Area Editoriale
Background & Aims: Clinical remission, defined by a composite of patient reported outcomes and Mayo endoscopy subscore (MES) 0 or 1 is a recommended treatment target in patients with ulcerative colitis (UC). We estimated whether incorporating more rigorous remission definitions, of endoscopic remission (MES 0) and histologic remission, affects risk of relapse.
Methods: Through a systematic review, we identified cohort studies in adults with UC in clinical remission that reported a minimum 12-month risk of clinical relapse, based on MES (0 vs 1) and/or histologic disease activity, in patients with endoscopic remission. Using random effects meta-analysis, we calculated relative and absolute risk of clinical relapse in patients with UC achieving different treatment targets.
Results: In a meta-analysis of 17 studies that included 2608 patients with UC in clinical remission, compared to patients achieving MES 1, patients achieving MES 0 had a 52% lower risk of clinical relapse (relative risk, 0.48; 95% CI, 0.37–0.62). The median 12-month risk of clinical relapse in patients with MES 1 was 28.7%; the estimated annual risk of clinical relapse in patients with MES 0 was 13.7% (95% CI, 10.6–17.9). In a meta-analysis of 10 studies in patients in endoscopic remission (MES 0), patients who achieved histologic remission had a 63% lower risk of clinical relapse vs patients with persistent histologic activity (relative risk, 0.37; 95% CI, 0.24–0.56). Estimated annual risk of clinical relapse in who achieved achieving histologic remission was 5.0% (95% CI, 3.3–7.7).

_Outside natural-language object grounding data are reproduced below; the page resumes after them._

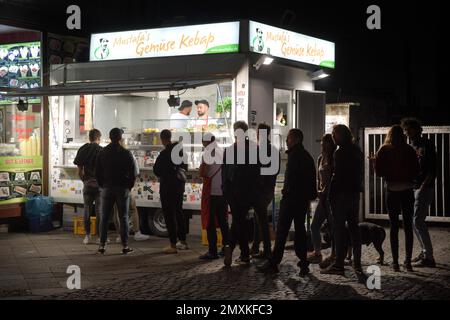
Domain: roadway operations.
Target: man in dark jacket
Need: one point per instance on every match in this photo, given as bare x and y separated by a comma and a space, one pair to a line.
423, 189
298, 191
115, 174
346, 185
266, 185
171, 190
85, 161
240, 173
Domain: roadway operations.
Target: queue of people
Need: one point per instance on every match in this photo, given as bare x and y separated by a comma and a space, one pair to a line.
228, 184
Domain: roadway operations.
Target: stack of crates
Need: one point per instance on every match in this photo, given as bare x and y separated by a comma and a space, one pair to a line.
78, 226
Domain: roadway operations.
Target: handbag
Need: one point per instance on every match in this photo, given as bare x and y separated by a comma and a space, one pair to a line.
181, 174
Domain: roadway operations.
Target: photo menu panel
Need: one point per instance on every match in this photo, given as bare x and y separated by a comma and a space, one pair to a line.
20, 67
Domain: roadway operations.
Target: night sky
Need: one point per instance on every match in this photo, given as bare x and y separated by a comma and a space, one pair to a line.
403, 64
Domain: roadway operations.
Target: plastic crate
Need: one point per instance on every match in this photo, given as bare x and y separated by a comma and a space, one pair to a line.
205, 238
39, 223
78, 226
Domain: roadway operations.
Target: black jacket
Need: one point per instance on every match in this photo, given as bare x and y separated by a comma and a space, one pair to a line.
426, 154
86, 158
300, 176
267, 182
348, 170
166, 171
240, 180
115, 167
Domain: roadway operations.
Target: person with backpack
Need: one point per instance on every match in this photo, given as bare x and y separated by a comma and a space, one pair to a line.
115, 173
213, 206
172, 181
299, 190
240, 174
85, 161
397, 163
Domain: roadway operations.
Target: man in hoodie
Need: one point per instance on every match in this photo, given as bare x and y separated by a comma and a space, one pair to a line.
115, 174
298, 190
240, 174
171, 190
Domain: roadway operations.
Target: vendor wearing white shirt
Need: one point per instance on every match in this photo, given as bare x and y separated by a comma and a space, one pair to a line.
180, 119
203, 119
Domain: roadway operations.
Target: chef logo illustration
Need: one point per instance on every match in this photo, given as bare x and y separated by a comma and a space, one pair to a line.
420, 152
102, 52
258, 42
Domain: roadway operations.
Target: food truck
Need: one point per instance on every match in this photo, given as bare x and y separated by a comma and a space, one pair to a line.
245, 70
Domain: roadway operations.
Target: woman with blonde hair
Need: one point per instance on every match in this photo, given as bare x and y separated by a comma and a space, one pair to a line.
397, 163
322, 213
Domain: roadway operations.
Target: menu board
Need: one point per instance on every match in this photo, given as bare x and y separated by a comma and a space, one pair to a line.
20, 177
20, 67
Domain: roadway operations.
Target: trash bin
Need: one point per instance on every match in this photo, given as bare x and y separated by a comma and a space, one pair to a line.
38, 211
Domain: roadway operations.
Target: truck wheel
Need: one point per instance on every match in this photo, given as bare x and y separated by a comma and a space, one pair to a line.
157, 224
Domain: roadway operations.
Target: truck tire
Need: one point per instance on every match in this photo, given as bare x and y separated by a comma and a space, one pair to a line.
156, 223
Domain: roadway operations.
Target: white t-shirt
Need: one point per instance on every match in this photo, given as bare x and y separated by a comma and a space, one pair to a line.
179, 121
216, 168
200, 122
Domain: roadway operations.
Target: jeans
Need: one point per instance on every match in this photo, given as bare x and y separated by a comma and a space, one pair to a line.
345, 208
91, 195
422, 203
217, 208
240, 227
172, 206
322, 213
120, 197
291, 209
133, 215
261, 225
401, 202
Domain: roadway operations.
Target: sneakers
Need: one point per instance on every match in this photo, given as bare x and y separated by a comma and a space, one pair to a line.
268, 267
127, 250
313, 257
408, 266
395, 267
333, 270
425, 263
418, 258
259, 255
303, 272
208, 256
243, 261
170, 250
86, 240
227, 256
327, 262
182, 245
107, 241
138, 236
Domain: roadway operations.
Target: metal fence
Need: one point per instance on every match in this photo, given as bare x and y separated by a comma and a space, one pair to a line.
375, 193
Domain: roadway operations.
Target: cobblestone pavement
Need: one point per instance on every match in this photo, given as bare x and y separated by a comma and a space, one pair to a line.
148, 274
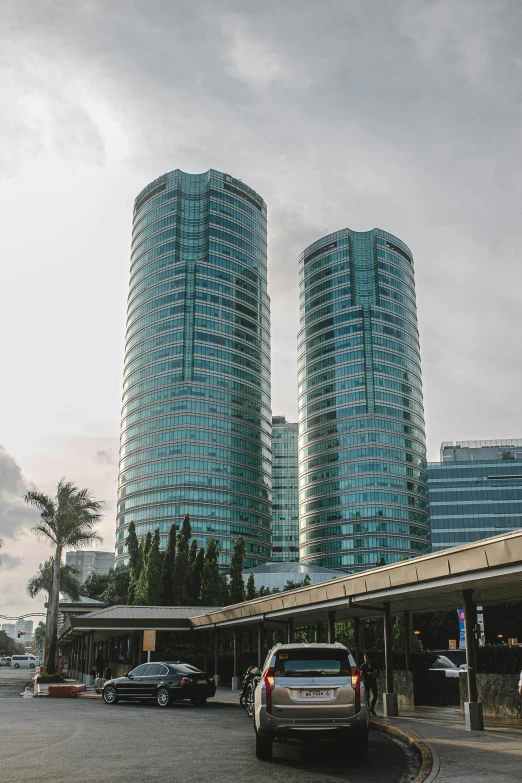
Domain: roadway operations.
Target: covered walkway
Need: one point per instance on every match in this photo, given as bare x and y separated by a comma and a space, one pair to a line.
480, 573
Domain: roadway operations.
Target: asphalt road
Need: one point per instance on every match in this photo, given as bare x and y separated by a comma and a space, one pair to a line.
46, 740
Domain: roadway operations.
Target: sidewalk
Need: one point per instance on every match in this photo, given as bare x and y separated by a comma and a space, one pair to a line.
461, 756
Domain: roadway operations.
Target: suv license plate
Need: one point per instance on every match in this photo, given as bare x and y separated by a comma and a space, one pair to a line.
314, 695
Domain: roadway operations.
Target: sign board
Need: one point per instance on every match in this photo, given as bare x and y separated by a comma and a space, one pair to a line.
481, 637
462, 630
149, 641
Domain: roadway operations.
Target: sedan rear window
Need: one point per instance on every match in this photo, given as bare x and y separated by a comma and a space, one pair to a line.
314, 663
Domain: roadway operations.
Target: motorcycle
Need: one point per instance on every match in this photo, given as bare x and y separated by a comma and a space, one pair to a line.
248, 686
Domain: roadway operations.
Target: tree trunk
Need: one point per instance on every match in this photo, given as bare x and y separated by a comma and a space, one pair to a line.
53, 613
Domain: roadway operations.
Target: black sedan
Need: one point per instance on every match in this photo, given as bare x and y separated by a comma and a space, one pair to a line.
166, 682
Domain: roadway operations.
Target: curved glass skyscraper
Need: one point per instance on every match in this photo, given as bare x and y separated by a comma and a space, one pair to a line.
196, 419
362, 455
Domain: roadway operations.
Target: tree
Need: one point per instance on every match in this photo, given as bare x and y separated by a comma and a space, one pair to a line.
169, 568
251, 592
134, 552
42, 582
197, 576
211, 589
67, 520
95, 585
141, 589
118, 586
39, 635
237, 583
154, 572
182, 569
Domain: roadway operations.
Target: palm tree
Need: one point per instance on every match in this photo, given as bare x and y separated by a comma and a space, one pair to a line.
67, 520
42, 581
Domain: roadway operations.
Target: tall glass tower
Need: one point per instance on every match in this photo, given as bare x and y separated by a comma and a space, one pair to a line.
285, 496
362, 456
196, 419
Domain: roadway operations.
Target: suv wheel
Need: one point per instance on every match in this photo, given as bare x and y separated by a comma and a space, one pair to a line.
263, 747
109, 695
163, 697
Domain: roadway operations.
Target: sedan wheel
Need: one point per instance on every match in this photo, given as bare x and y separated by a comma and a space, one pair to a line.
163, 697
109, 695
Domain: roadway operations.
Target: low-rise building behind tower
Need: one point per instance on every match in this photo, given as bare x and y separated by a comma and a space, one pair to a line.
285, 492
475, 491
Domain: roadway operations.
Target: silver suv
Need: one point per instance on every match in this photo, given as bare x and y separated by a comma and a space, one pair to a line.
309, 689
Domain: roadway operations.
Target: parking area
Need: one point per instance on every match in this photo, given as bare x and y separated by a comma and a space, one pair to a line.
87, 740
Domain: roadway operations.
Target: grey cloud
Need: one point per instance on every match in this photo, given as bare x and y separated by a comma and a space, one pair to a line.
401, 115
15, 515
105, 457
8, 561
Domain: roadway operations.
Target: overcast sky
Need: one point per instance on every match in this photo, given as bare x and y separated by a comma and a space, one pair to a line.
400, 114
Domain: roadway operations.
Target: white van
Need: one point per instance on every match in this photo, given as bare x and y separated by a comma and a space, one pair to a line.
24, 661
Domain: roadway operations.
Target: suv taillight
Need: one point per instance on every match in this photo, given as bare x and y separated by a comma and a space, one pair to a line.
268, 679
356, 685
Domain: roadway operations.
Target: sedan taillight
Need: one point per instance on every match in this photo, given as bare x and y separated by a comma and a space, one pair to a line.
356, 685
268, 679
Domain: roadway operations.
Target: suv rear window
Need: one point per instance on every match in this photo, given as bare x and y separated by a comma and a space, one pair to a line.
315, 663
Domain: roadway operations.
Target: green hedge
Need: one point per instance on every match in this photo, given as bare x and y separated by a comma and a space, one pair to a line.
499, 659
419, 661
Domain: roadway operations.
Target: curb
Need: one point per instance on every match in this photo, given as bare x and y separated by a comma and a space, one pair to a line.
427, 754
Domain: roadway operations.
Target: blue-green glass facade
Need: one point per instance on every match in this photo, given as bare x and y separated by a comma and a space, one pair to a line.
285, 494
196, 419
475, 491
362, 453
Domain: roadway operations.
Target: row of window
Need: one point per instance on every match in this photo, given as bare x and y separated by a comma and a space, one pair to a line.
232, 465
342, 468
236, 272
375, 480
356, 528
402, 544
325, 343
339, 515
164, 381
362, 497
202, 480
209, 367
195, 392
334, 452
137, 367
183, 507
192, 448
219, 426
211, 409
201, 435
218, 497
346, 426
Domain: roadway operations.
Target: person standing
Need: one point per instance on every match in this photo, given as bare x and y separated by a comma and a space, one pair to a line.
369, 677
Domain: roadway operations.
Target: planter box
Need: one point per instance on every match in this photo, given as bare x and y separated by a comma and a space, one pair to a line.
54, 678
498, 694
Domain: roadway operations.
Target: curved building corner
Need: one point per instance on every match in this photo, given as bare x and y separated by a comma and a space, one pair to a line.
196, 418
363, 490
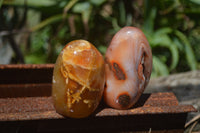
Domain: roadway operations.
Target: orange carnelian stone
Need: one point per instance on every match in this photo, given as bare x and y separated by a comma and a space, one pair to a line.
78, 79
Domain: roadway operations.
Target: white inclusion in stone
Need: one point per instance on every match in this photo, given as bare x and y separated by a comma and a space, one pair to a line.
54, 81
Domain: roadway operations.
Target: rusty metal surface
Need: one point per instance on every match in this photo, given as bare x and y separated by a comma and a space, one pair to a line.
37, 108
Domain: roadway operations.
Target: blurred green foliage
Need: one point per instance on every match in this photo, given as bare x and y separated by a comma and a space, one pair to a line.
171, 27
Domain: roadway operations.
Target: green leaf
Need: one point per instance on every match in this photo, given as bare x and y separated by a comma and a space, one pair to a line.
46, 22
196, 1
188, 50
102, 49
159, 67
84, 9
149, 21
30, 3
81, 7
163, 40
97, 2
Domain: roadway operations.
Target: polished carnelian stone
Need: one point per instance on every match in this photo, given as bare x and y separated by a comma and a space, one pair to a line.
78, 79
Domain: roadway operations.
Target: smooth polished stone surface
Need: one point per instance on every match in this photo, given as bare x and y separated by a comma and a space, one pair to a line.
128, 68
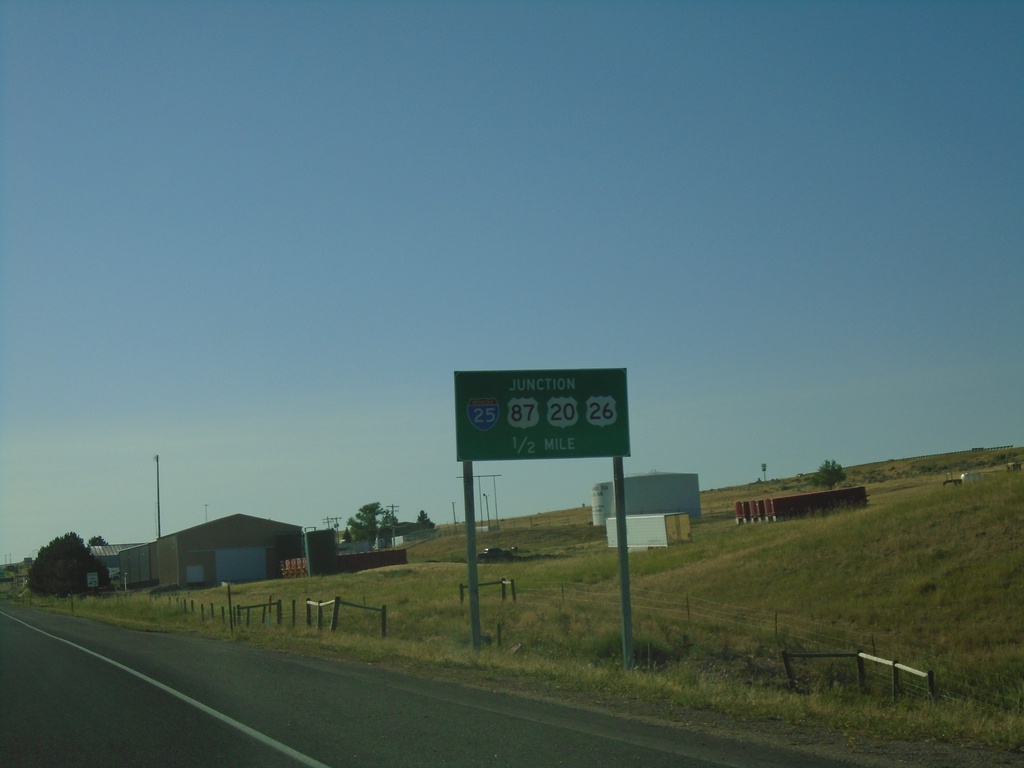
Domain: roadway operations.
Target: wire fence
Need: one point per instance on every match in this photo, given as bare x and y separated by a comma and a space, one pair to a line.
954, 681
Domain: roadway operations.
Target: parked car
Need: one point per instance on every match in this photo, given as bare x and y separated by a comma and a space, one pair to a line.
496, 553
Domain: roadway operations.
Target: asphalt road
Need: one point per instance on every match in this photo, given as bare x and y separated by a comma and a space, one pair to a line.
75, 692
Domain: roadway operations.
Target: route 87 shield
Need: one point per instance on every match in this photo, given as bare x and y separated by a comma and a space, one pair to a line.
483, 413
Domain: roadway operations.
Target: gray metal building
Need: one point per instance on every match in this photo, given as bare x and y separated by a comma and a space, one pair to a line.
237, 548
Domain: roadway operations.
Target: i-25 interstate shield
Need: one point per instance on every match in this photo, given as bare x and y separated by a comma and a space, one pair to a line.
483, 413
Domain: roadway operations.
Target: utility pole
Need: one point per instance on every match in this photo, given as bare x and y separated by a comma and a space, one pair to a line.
157, 459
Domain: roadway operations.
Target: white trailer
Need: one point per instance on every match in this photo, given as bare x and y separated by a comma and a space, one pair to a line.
644, 531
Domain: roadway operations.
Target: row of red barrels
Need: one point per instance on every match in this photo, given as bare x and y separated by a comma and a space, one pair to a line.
799, 505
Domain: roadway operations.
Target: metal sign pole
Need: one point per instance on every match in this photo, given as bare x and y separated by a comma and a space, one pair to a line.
624, 562
474, 592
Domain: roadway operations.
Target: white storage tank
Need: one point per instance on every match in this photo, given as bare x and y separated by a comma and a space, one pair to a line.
654, 493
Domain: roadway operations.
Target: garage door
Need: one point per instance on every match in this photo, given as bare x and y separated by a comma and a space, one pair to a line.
242, 564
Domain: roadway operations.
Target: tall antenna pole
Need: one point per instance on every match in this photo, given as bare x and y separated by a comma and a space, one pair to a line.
157, 459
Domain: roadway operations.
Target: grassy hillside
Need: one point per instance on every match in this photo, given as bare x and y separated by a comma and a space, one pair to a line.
928, 573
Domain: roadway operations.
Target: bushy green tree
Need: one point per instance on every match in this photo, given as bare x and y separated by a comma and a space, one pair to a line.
365, 524
60, 567
829, 474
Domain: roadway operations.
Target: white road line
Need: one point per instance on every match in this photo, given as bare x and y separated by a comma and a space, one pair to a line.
253, 733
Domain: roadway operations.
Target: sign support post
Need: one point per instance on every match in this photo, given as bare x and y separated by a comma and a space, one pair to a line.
474, 590
624, 562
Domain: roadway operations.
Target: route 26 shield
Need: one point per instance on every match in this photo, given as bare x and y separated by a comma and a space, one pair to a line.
483, 413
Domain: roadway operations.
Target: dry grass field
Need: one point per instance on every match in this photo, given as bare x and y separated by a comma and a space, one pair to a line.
929, 573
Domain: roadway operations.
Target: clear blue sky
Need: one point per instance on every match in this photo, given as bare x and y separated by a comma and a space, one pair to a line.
258, 238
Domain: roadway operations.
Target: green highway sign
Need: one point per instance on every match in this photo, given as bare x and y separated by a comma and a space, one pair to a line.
574, 414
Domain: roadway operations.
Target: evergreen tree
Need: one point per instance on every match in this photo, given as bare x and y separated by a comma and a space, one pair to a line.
365, 524
60, 567
829, 474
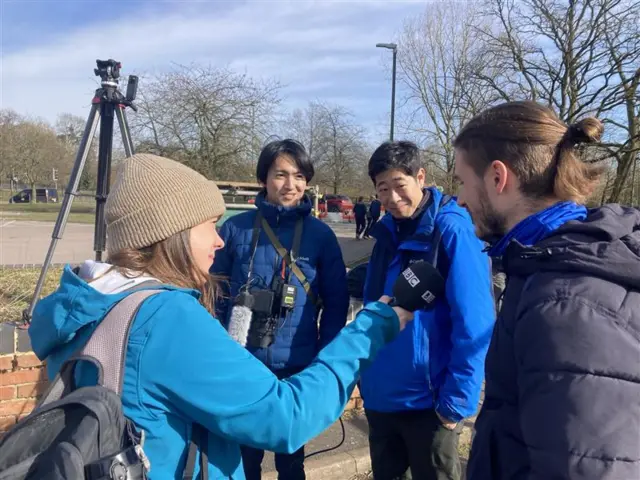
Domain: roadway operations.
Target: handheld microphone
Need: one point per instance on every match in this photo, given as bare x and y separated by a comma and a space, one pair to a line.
418, 287
241, 316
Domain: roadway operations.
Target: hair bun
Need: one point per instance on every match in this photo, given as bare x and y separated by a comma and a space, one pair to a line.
587, 130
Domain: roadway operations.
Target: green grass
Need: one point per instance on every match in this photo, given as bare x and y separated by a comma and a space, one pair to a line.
45, 212
81, 212
16, 289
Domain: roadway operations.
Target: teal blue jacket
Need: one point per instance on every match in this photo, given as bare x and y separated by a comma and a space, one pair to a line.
183, 368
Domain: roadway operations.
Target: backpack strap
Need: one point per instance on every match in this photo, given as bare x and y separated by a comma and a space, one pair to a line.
108, 344
199, 441
106, 348
439, 253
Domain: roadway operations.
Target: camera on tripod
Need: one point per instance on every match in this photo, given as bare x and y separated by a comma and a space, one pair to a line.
108, 70
109, 73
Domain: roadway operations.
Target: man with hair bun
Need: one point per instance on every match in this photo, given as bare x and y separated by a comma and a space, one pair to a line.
563, 369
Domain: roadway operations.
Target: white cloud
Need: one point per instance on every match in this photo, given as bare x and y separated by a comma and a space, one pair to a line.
313, 48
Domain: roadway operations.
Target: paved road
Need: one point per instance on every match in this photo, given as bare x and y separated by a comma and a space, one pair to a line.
27, 242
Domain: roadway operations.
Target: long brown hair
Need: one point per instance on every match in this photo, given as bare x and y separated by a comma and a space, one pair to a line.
171, 262
537, 146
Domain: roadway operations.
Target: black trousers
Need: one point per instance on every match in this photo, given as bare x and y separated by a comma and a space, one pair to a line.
361, 224
288, 466
414, 441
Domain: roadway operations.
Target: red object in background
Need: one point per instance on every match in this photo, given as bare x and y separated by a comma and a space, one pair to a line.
336, 203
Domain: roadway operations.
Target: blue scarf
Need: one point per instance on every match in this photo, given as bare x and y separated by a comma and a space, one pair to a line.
537, 226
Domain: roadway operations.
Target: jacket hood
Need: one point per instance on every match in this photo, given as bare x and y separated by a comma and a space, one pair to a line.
425, 216
606, 244
278, 213
83, 298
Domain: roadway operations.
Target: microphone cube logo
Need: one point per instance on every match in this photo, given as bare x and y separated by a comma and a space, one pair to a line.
411, 277
428, 297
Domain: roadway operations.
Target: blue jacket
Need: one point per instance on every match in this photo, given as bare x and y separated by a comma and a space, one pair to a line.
438, 361
563, 376
300, 335
182, 367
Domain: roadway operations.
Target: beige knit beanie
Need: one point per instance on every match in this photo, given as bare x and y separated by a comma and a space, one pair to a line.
154, 198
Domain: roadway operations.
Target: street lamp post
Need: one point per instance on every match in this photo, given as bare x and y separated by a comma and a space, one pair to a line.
394, 47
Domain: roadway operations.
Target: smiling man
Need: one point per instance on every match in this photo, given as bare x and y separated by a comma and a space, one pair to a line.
423, 384
291, 278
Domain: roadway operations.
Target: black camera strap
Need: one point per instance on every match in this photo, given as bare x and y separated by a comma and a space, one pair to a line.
288, 256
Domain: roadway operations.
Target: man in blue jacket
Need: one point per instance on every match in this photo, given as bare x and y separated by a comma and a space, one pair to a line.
424, 383
284, 169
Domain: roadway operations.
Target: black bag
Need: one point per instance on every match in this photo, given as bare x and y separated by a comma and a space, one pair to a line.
82, 433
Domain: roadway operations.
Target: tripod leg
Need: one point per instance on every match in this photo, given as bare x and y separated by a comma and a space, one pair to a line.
107, 114
69, 194
124, 131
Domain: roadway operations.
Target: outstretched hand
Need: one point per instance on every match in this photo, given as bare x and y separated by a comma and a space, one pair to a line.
404, 316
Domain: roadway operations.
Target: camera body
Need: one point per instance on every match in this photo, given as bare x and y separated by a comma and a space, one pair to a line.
108, 70
267, 308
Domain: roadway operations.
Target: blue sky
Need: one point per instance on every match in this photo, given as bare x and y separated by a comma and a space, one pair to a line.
322, 50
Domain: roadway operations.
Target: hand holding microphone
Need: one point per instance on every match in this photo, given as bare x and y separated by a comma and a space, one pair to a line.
417, 288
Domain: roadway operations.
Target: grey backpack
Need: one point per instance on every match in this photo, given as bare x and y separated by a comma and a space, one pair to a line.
82, 433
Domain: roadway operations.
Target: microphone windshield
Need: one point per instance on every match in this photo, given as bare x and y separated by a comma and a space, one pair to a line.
418, 287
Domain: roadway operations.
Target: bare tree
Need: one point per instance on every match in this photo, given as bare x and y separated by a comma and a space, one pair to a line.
438, 54
334, 142
32, 150
308, 126
9, 119
206, 117
580, 57
70, 129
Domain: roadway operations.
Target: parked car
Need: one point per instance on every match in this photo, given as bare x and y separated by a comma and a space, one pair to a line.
336, 203
43, 195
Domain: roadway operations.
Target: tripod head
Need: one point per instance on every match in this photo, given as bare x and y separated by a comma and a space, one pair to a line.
109, 73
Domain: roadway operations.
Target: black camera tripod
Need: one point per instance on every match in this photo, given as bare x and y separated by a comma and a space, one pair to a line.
108, 102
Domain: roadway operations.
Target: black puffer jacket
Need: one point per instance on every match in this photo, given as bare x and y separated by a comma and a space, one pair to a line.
562, 395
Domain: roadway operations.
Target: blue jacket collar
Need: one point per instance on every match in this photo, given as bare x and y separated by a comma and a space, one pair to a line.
537, 226
425, 227
278, 214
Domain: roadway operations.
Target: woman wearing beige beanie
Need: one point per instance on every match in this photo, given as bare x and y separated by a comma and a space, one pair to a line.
181, 366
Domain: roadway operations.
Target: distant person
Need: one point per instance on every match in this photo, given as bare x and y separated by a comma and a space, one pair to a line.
181, 366
360, 212
423, 385
252, 261
374, 215
562, 395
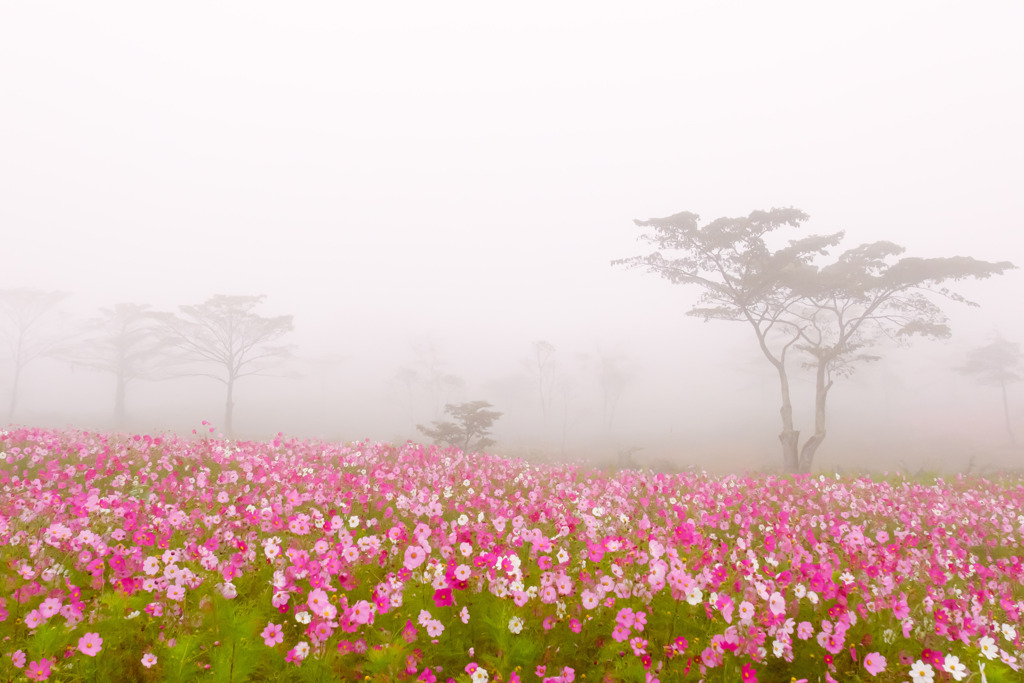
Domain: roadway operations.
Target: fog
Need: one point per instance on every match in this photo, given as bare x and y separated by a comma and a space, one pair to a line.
436, 187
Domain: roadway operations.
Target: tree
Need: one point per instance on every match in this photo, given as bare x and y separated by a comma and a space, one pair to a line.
612, 378
471, 430
224, 332
23, 314
543, 366
833, 312
124, 342
996, 364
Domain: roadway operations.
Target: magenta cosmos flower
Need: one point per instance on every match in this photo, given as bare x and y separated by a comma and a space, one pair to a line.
272, 635
38, 671
875, 663
414, 557
90, 644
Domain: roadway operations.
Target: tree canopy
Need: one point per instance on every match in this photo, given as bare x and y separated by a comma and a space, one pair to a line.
470, 430
796, 300
224, 332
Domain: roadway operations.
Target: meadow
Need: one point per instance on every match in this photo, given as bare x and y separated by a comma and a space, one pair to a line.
161, 558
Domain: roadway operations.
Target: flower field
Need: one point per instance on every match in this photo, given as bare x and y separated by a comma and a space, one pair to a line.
132, 557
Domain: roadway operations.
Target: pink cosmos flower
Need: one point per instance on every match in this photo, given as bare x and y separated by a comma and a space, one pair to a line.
805, 630
875, 664
442, 597
414, 557
90, 644
49, 607
316, 600
272, 634
776, 603
363, 612
39, 671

Discussions and conclusions: The findings of this study are consistent with previous observations that histologic remission may be the treatment target that conveys the best long-term prognosis. The ability of current therapies to achieve more stringent endpoints, however, needs to be better evaluated before incorporating these endpoints in the treat-to-target paradigm. Whether proactively trying to achieve these endpoints with treatment optimization under the treat-to-target paradigm will result in similar benefits is unknown; furthermore there will be interest in any potential safety implications of treatment escalation in order to achieve more stringent targets. Authors were unable to separately ascertain the potential benefit of achieving these rigorous targets on outcomes such as hospitalization, colectomy and colorectal cancer, as well as potential harms in a quest to achieve more rigorous endoscopic and histologic remission definitions
In conclusion, in a systematic review and meta-analysis of patients with UC in clinical remission, patients with UC achieving treatment end points of endoscopic AND/OR histologic remission have a substantially lower risk of clinical relapse as compared to patients achieving conventionally-defined clinical remission, with the lowest risk of relapse in patients who achieve combined endoscopic and histologic remission. These end points may be considered as preferred treatment targets, but future studies are needed to evaluate the population-level feasibility and cost-effectiveness of treating patients with UC to these end points.